Within a few episodes he manages to regain his place
in the prison hierarchy by getting Cutler to kill himself. But then he has a meeting
with his wife, who he hasn’t seen since becoming Cutler’s prag. He demands she
masturbate him right there and things go so horribly that he ends up being
pulled away.
It is the
pattern of OZ that far too many storylines would give hope for redemptive
behavior and end with everybody going back to the start. This storyline didn’t.

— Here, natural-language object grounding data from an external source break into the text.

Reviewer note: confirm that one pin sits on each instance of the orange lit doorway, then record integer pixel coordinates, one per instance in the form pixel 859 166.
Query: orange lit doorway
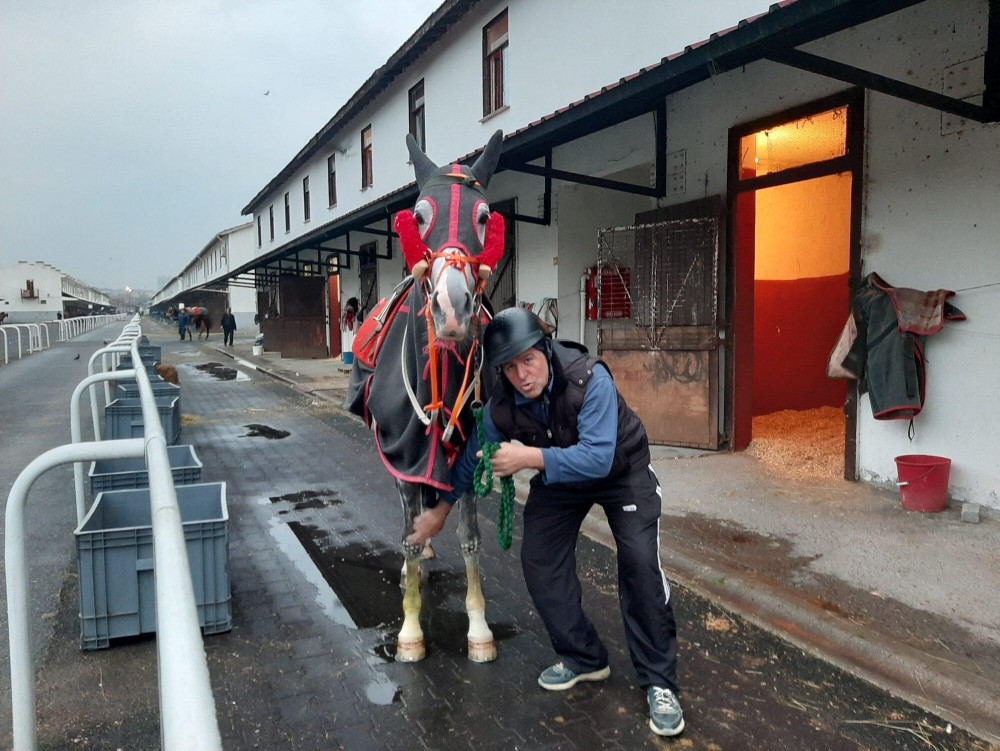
pixel 795 200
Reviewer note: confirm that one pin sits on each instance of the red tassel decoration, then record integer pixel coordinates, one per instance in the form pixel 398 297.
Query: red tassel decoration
pixel 414 249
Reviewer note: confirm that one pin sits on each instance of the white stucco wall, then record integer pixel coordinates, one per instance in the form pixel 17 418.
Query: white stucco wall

In the next episode Robson has a conversation with Sister Pete in which he
acknowledges how horribly he feels and that he never wanted to be this way. He
spends a lot of time trying to deny things but eventually Sister Pete gets him
to admit that he was raped.
Then
something I never saw in seven seasons happened. We got to a therapy session which
deals with prisoners who are survivors of sexual assault. All of them except
Robson share in increasing detail and profound sad all of the horrible experiences
that they underwent as victims of sexual predators while in Oswald. They serve
as a microcosm not only for every sexual assault that has been happening in Oz but
that we didn’t see but all the prisoners who have gone through it. And
eventually they all end their story with the same tragic four words:
“I had no
choice.”
I have mixed
feeling about the series finale of OZ (and indeed much of the final
season itself) but the one part that still resonates after more than two
decades comes the final time we see Robson. Sister Pete says he has something
to say. Robson gets up and tells him he’s going to say goodbye because he’s
being transferred to the AIDS ward. He tells his new friends that he knows he
going to live a long life but he also knows that this didn’t have to happen. He
has accepted responsibility for the man he was in prison and his last words on
the show are: “Thank you for helping me see through the mirror both ways.” In a
show where the only resolution to so many characters comes in death, there’s
something strangely life-affirming in Robson’s arc.
OZ was a groundbreaking
series and I believe it still holds up remarkable well after a quarter of a
century, yet it has gotten little credit. I think it deserves to be remember
for many reasons, not the least of which is how it looked at every conceivable
aspect of homosexuality and self-denial as well as the ability to give consent seemed
to have been a right that you surrender when you go behind bars. But it also showed
the possibility of redemption, perhaps not within society’s standard but at a
personal level. When so few series that followed have been willing to do that,
there’s something deeply profound and moving about that – particularly in a land called Oz.